本発明はフェライト系ステンレス鋼製パネルを溶接して組み立てる貯水槽に関する。
溶接施工される貯水槽パネルの素材としてSUS304(18Cr−8Ni、SUS444(低C、低N、18〜19Cr−2Mo−Nb、Ti系鋼)およびSUS329J4L(25Cr−6Ni−3Mo−0.15N)が用いられている。SUS444は水道水等の希薄塩化物水溶液での耐食性向上を主目的に開発された鋼種であり、SUS329J4Lは耐孔食性が優れており、気相部での残留塩素による孔食対策として貯水槽最上部のパネルに用いられている。
ステンレス鋼製の貯水槽は、構成部材であるパネルをTIG溶接により組み立てるものが主流である。しかし、貯水槽パネルを溶接施工したままで、残留塩素が添加された上水環境で使用すると溶接部で孔食が生じやすい。SUS304、SUS444は無論のこと、耐孔食性に優れたSUS329J4Lであっても孔食による孔あきが生じることがある。
そのため、これらの鋼種においては溶接で生じた酸化スケールを除去ことが必須となっている。
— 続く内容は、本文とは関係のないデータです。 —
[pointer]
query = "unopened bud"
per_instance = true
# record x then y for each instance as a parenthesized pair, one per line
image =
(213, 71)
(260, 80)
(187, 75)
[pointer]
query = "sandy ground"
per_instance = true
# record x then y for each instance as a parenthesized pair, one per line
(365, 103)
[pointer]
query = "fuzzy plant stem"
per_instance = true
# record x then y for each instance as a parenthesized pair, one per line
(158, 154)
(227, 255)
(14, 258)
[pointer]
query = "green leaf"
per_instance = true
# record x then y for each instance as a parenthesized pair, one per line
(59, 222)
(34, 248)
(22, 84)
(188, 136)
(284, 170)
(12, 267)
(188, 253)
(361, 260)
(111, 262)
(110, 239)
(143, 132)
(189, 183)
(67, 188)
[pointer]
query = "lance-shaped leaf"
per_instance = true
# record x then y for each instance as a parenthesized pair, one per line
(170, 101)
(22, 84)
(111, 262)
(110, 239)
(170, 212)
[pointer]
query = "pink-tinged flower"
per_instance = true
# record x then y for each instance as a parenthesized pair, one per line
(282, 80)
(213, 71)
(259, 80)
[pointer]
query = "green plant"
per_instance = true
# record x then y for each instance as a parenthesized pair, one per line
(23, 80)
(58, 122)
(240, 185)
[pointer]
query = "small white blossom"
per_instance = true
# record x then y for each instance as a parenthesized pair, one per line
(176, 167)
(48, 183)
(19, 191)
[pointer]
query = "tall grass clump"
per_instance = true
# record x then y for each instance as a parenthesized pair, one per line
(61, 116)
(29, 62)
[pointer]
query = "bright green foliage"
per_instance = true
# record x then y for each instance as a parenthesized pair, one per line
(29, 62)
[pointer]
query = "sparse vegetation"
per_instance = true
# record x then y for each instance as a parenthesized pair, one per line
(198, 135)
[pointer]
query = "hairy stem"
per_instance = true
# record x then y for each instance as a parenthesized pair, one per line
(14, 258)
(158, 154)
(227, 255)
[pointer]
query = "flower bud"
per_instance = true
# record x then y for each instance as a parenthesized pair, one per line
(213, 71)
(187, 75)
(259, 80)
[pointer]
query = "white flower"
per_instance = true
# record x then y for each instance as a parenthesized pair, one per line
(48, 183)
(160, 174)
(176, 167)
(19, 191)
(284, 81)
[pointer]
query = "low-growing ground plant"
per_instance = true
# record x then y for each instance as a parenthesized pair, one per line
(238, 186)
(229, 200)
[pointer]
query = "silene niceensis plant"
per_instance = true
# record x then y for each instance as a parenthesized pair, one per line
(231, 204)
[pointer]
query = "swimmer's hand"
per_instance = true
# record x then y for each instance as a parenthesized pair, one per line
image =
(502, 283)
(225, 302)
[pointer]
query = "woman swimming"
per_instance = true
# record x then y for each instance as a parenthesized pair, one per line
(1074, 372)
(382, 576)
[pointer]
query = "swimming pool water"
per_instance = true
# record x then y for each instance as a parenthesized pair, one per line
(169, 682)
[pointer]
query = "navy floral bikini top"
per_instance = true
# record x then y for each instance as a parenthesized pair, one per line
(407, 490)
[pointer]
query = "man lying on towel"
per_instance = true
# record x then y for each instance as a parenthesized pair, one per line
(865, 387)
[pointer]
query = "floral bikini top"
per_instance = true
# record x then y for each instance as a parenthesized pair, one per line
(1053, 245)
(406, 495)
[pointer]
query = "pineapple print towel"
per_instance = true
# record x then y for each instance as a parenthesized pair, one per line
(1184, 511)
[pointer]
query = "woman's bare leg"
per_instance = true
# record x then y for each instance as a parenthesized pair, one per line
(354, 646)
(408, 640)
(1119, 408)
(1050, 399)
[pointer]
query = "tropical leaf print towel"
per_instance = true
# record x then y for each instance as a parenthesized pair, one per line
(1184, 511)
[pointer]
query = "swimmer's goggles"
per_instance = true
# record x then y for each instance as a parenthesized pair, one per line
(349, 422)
このスケールの除去には酸を用いるのが効果的であるものの、酸のヒューム発生による作業環境の悪化に加えて、使用した酸の除去や無害化のための作業が不可欠になるなど、環境上、施工上の問題点が多い。
また、貯水槽は屋外に設置されるケースが多いためパネルには防眩性が要求され、ステンレス鋼の表面仕上げとしては研磨仕上げとすることが要求される。研磨仕上げは、ステンレス鋼製造過程の研磨工程で研磨材を用いて鋼表面に一様な疵をつけるものであるが、研磨時の加熱でステンレス鋼表面が局部的に600〜700℃にまで昇温するため、鋼材表面に酸化スケールが生成し、耐食性、特に耐候性が損なわれることがある。この研磨における発熱を抑えるため、研磨材の種類など研磨条件の検討が行われてきたが、安定して十分な対策がとれていないのが実状である。現状では、鋼材の出荷前に耐候性を確認し、耐候性低下のないものを出荷するなどの対策が採られているが、その結果として歩留まり低下による素材コストの上昇を招いている。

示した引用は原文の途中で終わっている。